Consider the Laplacian operator $\Delta=\frac{\partial^2}{\partial x_1^2}+\dots +\frac{\partial^2}{\partial x_n^2} $. We say that a $C^2$ coordinate transformation $\mathbf{f}:\mathbb{R}^n\to \mathbb{R}^n$ is Laplacian-preserving iff for every scalar function $u\in C^{\infty}(\mathbb{R}^n)$, we have
$$ \Delta (u\circ \mathbf{f})= (\Delta u)\circ \mathbf{f}.$$
Example: If $\mathbf{f}(\mathbf{x})=A\mathbf{x}+\mathbf{b}$ where $A$ is an orthogonal matrix and $\mathbf{b}\in\mathbb{R}^n$, then $f$ is Laplacian preserving. See this question.
Question: Are there any other transformations $\mathbf{f}$ that are Laplacian preserving?
I managed to show that in the case $n=2$ there are no other Laplacian preserving transformations. However, my approach may not work (or could be tedious) in higher dimensions. Here's how I have done it:
Let $\mathbf{f}=(f_1,f_2)$, then (with some abuse of notation)
$$\Delta (u\circ \mathbf{f})= \left( \sum_{i=1}^2 \lVert \nabla f_i\rVert^2 \frac{\partial^2u}{\partial x_i^2} +\Delta f_i \frac{\partial u }{\partial x_i}\right) +2(\nabla f_1\cdot \nabla f_2 )\frac{\partial^2 u }{\partial x_1\partial x_2} $$
From here, I have $\Delta f_i=0$, $\lVert \nabla f_i\rVert^2=1$ for $i\in\{1,2\}$, we take the gradient of the last equation to get $(H f_i)\nabla f_i=\mathbf{0}$, where $Hf_i$ is the Hessian matrix of $f_i$.
However, since $\Delta f_i=0$, the determinant of the Hessian of $f_i$ is $$-\left(\frac{\partial^2 u }{\partial x_1\partial x_2}\right)^2-\left(\frac{\partial^2 u }{\partial x_1^2}\right)^2$$
Therefore, the equation $(H f_i)\nabla f_i=\mathbf{0}$ implies that either $\nabla f_i=\mathbf{0}$, that is, $f_i$ is constant; or $f_i$ is a linear map. It is easy from here to see that $\mathbf{f}(\mathbf{x})=A\mathbf{x}+\mathbf{b}$ where $A$ is orthogonal.
The Laplacian on a core of smooth functions in an inner product space over a Riemann manifold is the dual of
$$ (\nabla f)\star \cdot G \cdot \nabla g \to f^\star (-\nabla^\star \cdot \nabla g) $$
with G the unit matrix in $R^n$ and
$$-\Delta = \nabla^\star \cdot \nabla$$
in cartesian coordinates
A coordinate map introduces the metric matrix $G(x) =J(x)^t \ \cdot J(x)$ of the Jacobian matric $J=\frac{\partial x}{\partial x'}$ and the volume density $$dVol(x) = dx^n \det J = dx^n \sqrt(\det(G(x)))$$ into the inner product assumed to be the Lebesgue integral.
$$ \int \ dVol(x)\ \left((\nabla f\right)^\star \ \cdot \ G(x) \cdot\ \nabla g = \int dVol(x)\ f^\star \ \det{ J^{-1}} \ \ \nabla \cdot \ \left( \det J \ \ G(x) \cdot \ \nabla g \right) $$
It follows, that $\Delta$ is invariant if $G$ is a multiple of the unit matrix and \$det J $ is constant.
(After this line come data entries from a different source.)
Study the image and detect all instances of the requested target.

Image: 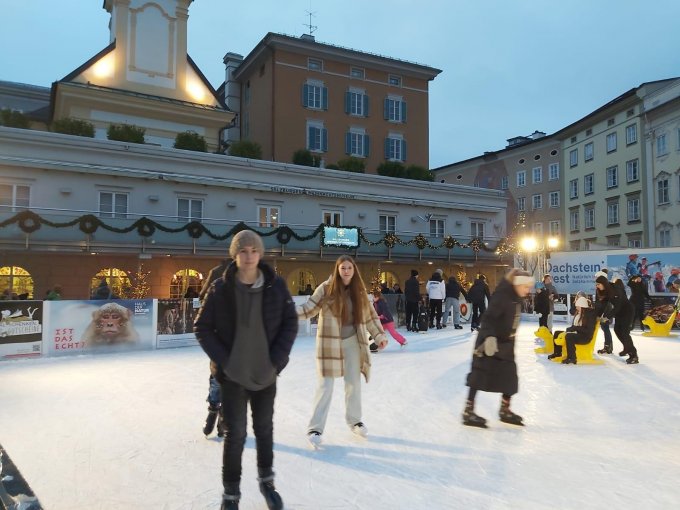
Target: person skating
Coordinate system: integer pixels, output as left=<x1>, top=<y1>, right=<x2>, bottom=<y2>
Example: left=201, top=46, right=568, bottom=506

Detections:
left=296, top=255, right=387, bottom=446
left=463, top=269, right=534, bottom=428
left=194, top=230, right=298, bottom=510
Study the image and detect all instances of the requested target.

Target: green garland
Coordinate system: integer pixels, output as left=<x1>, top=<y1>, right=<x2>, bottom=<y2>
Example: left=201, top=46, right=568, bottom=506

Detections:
left=0, top=211, right=504, bottom=255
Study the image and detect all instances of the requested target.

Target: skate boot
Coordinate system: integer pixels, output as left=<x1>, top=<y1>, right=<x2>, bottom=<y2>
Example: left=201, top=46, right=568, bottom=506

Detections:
left=258, top=471, right=283, bottom=510
left=463, top=401, right=488, bottom=429
left=498, top=399, right=524, bottom=427
left=203, top=404, right=220, bottom=436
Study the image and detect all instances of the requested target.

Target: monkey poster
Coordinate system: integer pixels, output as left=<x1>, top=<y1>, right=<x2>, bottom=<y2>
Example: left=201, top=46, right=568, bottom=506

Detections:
left=43, top=299, right=156, bottom=356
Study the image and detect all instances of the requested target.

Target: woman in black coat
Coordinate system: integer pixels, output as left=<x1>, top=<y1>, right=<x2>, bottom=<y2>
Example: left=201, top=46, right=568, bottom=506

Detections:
left=463, top=269, right=534, bottom=428
left=595, top=276, right=640, bottom=365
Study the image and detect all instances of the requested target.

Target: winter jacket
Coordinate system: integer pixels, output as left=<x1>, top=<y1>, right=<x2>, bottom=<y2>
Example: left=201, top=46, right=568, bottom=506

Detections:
left=468, top=278, right=491, bottom=305
left=194, top=262, right=298, bottom=382
left=296, top=276, right=387, bottom=382
left=404, top=276, right=420, bottom=303
left=373, top=299, right=394, bottom=324
left=467, top=277, right=522, bottom=395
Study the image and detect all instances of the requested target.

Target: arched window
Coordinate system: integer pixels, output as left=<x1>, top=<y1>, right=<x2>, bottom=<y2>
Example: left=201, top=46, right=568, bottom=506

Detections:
left=288, top=268, right=316, bottom=296
left=90, top=267, right=132, bottom=298
left=170, top=269, right=203, bottom=299
left=0, top=266, right=35, bottom=299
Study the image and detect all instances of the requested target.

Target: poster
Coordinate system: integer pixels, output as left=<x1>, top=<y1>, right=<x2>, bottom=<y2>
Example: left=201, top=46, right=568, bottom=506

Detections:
left=0, top=300, right=43, bottom=360
left=44, top=299, right=156, bottom=356
left=156, top=298, right=201, bottom=349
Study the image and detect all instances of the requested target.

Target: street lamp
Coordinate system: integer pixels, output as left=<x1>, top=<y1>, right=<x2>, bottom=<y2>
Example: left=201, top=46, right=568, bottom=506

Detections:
left=519, top=236, right=560, bottom=277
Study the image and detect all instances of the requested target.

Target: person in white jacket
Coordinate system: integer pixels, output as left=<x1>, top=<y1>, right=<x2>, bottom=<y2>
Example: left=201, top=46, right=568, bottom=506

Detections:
left=425, top=269, right=446, bottom=329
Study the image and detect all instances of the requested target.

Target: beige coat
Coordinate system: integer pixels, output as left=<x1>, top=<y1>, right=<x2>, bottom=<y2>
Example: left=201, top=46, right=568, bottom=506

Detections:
left=296, top=280, right=387, bottom=382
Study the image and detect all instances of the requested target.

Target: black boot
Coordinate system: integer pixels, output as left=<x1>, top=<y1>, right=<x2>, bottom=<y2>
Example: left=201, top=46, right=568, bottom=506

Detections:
left=258, top=469, right=283, bottom=510
left=463, top=400, right=487, bottom=429
left=498, top=399, right=524, bottom=427
left=203, top=405, right=220, bottom=436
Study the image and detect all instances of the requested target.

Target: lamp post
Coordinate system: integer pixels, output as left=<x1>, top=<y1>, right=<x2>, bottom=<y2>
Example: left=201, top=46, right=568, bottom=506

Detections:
left=519, top=236, right=560, bottom=278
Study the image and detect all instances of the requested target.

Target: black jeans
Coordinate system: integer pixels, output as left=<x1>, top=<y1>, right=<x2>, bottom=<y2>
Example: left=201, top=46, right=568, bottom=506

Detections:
left=221, top=377, right=276, bottom=486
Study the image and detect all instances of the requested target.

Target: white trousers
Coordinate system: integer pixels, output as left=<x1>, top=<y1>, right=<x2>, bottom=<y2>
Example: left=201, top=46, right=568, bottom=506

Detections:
left=307, top=335, right=361, bottom=433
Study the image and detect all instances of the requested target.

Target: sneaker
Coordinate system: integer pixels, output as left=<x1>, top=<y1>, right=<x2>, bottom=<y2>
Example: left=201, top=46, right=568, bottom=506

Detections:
left=352, top=422, right=368, bottom=437
left=307, top=430, right=321, bottom=448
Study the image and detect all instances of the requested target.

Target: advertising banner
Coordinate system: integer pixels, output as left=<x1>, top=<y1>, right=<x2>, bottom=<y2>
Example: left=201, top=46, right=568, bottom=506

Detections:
left=156, top=298, right=201, bottom=349
left=44, top=299, right=156, bottom=356
left=0, top=300, right=43, bottom=360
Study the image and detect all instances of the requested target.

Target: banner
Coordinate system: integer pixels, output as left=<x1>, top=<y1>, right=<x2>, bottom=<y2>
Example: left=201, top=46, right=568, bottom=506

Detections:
left=156, top=298, right=201, bottom=349
left=0, top=300, right=43, bottom=360
left=44, top=299, right=156, bottom=356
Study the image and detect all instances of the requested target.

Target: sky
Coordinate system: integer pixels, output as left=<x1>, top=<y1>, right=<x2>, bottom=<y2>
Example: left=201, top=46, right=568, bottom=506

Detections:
left=0, top=320, right=680, bottom=510
left=0, top=0, right=680, bottom=168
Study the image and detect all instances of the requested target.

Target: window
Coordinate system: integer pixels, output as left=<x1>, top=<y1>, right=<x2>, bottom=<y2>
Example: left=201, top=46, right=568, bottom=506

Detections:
left=607, top=202, right=619, bottom=225
left=569, top=149, right=578, bottom=167
left=583, top=174, right=595, bottom=195
left=548, top=191, right=560, bottom=209
left=380, top=214, right=397, bottom=234
left=307, top=122, right=328, bottom=152
left=302, top=81, right=328, bottom=110
left=628, top=197, right=640, bottom=222
left=0, top=184, right=31, bottom=212
left=345, top=89, right=368, bottom=117
left=583, top=206, right=595, bottom=229
left=470, top=221, right=484, bottom=239
left=583, top=142, right=595, bottom=161
left=548, top=220, right=561, bottom=237
left=430, top=219, right=444, bottom=237
left=383, top=97, right=406, bottom=122
left=656, top=135, right=668, bottom=157
left=99, top=191, right=127, bottom=218
left=349, top=67, right=366, bottom=80
left=607, top=166, right=619, bottom=189
left=387, top=74, right=401, bottom=87
left=656, top=179, right=671, bottom=205
left=569, top=210, right=579, bottom=232
left=385, top=135, right=406, bottom=161
left=626, top=159, right=640, bottom=182
left=322, top=211, right=342, bottom=227
left=177, top=198, right=203, bottom=221
left=569, top=179, right=578, bottom=198
left=607, top=132, right=616, bottom=153
left=307, top=58, right=323, bottom=71
left=345, top=129, right=369, bottom=158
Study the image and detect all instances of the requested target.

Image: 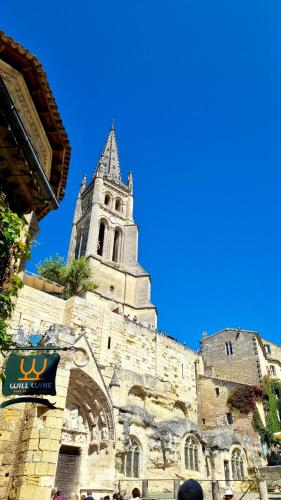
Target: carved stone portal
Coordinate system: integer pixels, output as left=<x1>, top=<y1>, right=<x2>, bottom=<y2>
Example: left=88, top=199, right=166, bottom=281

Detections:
left=61, top=369, right=114, bottom=454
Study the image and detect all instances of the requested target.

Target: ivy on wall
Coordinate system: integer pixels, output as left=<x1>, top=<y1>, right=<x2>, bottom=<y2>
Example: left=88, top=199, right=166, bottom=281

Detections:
left=227, top=385, right=264, bottom=415
left=227, top=376, right=281, bottom=445
left=0, top=193, right=29, bottom=355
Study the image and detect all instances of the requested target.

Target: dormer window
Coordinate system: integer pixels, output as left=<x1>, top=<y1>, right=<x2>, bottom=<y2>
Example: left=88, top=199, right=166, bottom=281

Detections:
left=115, top=198, right=122, bottom=212
left=224, top=341, right=233, bottom=356
left=264, top=344, right=271, bottom=354
left=104, top=194, right=110, bottom=206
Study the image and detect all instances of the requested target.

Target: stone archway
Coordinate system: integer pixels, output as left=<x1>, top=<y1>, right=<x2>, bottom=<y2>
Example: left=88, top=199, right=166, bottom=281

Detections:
left=55, top=368, right=115, bottom=498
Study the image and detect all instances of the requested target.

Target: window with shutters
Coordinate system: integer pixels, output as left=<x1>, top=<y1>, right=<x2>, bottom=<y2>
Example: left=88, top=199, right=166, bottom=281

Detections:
left=123, top=439, right=140, bottom=478
left=184, top=436, right=199, bottom=471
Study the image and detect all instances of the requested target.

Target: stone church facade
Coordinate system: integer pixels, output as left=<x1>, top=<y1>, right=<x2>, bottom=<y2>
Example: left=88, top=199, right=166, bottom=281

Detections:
left=0, top=127, right=281, bottom=500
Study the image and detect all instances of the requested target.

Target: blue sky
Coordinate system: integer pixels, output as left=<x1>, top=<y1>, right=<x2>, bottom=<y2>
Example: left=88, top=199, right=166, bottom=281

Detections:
left=1, top=0, right=281, bottom=348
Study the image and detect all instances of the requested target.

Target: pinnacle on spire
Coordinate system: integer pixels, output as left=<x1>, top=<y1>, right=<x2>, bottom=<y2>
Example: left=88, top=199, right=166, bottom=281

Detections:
left=96, top=121, right=121, bottom=183
left=79, top=174, right=87, bottom=193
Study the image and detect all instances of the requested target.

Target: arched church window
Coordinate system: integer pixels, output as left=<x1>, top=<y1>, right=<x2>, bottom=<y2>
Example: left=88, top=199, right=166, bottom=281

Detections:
left=104, top=194, right=111, bottom=205
left=115, top=198, right=122, bottom=212
left=184, top=436, right=199, bottom=471
left=231, top=448, right=244, bottom=481
left=97, top=221, right=105, bottom=255
left=112, top=228, right=122, bottom=262
left=123, top=440, right=140, bottom=478
left=74, top=231, right=82, bottom=259
left=79, top=223, right=89, bottom=257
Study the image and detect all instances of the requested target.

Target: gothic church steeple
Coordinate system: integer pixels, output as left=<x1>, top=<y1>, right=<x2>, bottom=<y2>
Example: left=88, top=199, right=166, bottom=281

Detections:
left=96, top=122, right=121, bottom=183
left=68, top=125, right=157, bottom=327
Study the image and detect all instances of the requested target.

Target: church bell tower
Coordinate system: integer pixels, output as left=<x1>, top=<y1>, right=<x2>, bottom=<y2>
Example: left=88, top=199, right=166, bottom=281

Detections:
left=68, top=125, right=157, bottom=328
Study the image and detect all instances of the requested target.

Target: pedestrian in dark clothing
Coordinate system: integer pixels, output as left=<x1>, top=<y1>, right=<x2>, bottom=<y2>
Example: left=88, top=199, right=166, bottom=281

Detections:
left=178, top=479, right=204, bottom=500
left=132, top=488, right=141, bottom=499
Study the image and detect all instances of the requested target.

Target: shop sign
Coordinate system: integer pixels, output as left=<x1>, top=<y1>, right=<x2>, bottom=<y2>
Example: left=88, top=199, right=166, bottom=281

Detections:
left=2, top=354, right=60, bottom=396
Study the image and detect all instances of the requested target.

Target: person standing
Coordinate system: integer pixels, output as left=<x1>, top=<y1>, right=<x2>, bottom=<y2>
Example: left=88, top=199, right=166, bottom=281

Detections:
left=132, top=488, right=141, bottom=500
left=178, top=479, right=204, bottom=500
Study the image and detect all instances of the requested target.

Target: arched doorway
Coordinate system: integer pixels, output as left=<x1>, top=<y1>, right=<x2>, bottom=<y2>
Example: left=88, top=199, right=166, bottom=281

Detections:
left=55, top=369, right=114, bottom=499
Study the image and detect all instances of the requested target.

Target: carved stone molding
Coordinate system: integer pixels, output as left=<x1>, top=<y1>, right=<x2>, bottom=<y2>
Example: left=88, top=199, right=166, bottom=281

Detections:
left=0, top=60, right=52, bottom=178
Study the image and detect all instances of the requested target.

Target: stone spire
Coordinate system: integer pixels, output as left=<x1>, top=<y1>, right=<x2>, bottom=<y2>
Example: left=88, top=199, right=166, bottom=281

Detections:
left=96, top=122, right=121, bottom=183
This defines the euclidean group of global constant translations and rotations.
If the resulting $\Delta$ is of the form $$\Delta = h(x) \sum \partial_i^2 $$ with a position dependent factor, for homogenous problems the Laplace equation looks like the equation in Cartesian coordinates.
These families of systems in Riemann spaces are called conformal equivalent, same coordianate solutions, different densities.
This is generally the case in 2 dimensions, because the Laplacian of all sums of holomorphic functions ($z\to f(z)$ ) and antiholormorphic functions (z\to f(z^\star)) are vanishing.